How does the mind get to grips with and process this dichotomy? One could say that art is a part of the processing mechanism. Bethany Thomas – puts this in more reliable words in her Thesis extract: Dichotomy – A Thesis Extract.
In This Edition
I don’t think it’s fair to prescribe a route through these articles, the first piece is as valuable as the last, so here are some means of navigating through the depths of the mind, choosing your own adventure here: Explore The Mind.
This edition might be read as some sort of modern reference manual for the mind, a “Book of the Living”. Where humans can come to read and take note of the internal experiences of others, where we can gather to read and learn about the intricacies of the human mind in this modern society. Perhaps we can also apply some of the wisdom and insight these artists are providing in coping with the undulations of our own minds and the challenges of existence.
It’s a deep, epic edition, such is the topic, it instigated numerous conversations about human relationships with the mind, with ourselves, with others and with society at large. It highlights the importance of talking and expressing our internal affairs. It highlights the importance of community, collaboration and the calming and catalysing effects of creativity on the human being.
Jack Haslam tells us about the ‘Voices in My Head‘ and his creative endeavours with Aspergers. Philip P Chandler presents his investigations into depression via collaborative painting. We learn a new word from Danny Stevens who talks to us about “Acatalepsy”. Francesca Ricci presents “Tabula Impressa” her ongoing project inspired by the Jungian concept of the collective unconscious which includes a symbolic language derived from the codes painted on London pavements.
We peer into the mind of Greta Latchford, exploring the balance of masculine and feminine. Emily Hochman presents Documents from the Bi-Polar Spectrum. Marcus Scott tells us about a troubled adolescence that lead him to find art and confront mental health issues in the creative industry. Emilia Wilson, investigates trauma and PTSD, asserting that: “Trauma can be incorporated into one’s identity, serving not only as a turning point or reference point, but also defining one’s life and purpose.”

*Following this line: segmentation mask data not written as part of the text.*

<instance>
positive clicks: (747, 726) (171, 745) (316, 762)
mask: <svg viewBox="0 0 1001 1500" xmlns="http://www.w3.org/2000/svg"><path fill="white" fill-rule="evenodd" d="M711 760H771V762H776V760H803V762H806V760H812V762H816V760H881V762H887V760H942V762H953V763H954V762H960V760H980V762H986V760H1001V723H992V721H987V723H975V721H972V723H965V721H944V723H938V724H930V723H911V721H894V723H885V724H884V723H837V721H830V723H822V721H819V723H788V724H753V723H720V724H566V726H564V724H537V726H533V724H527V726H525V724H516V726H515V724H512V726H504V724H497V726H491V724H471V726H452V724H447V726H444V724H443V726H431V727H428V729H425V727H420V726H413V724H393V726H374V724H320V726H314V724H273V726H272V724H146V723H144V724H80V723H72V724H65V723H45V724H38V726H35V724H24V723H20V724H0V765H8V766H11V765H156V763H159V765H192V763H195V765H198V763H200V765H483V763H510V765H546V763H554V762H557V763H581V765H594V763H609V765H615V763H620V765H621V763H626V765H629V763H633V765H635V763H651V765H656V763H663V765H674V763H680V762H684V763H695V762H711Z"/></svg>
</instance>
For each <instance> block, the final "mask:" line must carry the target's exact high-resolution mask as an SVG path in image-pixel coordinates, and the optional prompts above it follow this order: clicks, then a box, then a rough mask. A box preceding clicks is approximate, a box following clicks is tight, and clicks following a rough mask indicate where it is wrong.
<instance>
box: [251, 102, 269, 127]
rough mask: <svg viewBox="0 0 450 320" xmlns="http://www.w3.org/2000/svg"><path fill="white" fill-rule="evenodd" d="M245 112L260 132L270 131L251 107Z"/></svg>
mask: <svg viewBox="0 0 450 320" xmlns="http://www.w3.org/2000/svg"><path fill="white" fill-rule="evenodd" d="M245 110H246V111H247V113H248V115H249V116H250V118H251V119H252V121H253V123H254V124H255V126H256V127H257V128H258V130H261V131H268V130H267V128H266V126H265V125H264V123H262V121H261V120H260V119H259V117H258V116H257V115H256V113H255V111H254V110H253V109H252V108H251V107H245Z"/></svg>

Art therapy workshop leader Jane Hudspith comments on the benefits to mental health of engaging in collaborative artistic endeavours. And John Williams explains how his life experiences have taught him “the importance of living in the present moment.” We are joined by regular contributors, JEMontclar, who talks about the importance of showing up, and Fraklin Lavioe shares an insight into his “Mindscape”.
This is just the tip of the iceberg. There are 20,000+ words over 40 pages, with around 120 images that present countless insights into the Mind and its creativity.
In a world where we are encouraged towards sound bites, memes and all that is expedient, Wake up screaming is a zine for people who have some time to read.
Thanks to each one of the contributors for the valuable, deeply intimate stories they have shared. I hope you enjoy the show.
Art is an investigation of consciousness, as is all of life.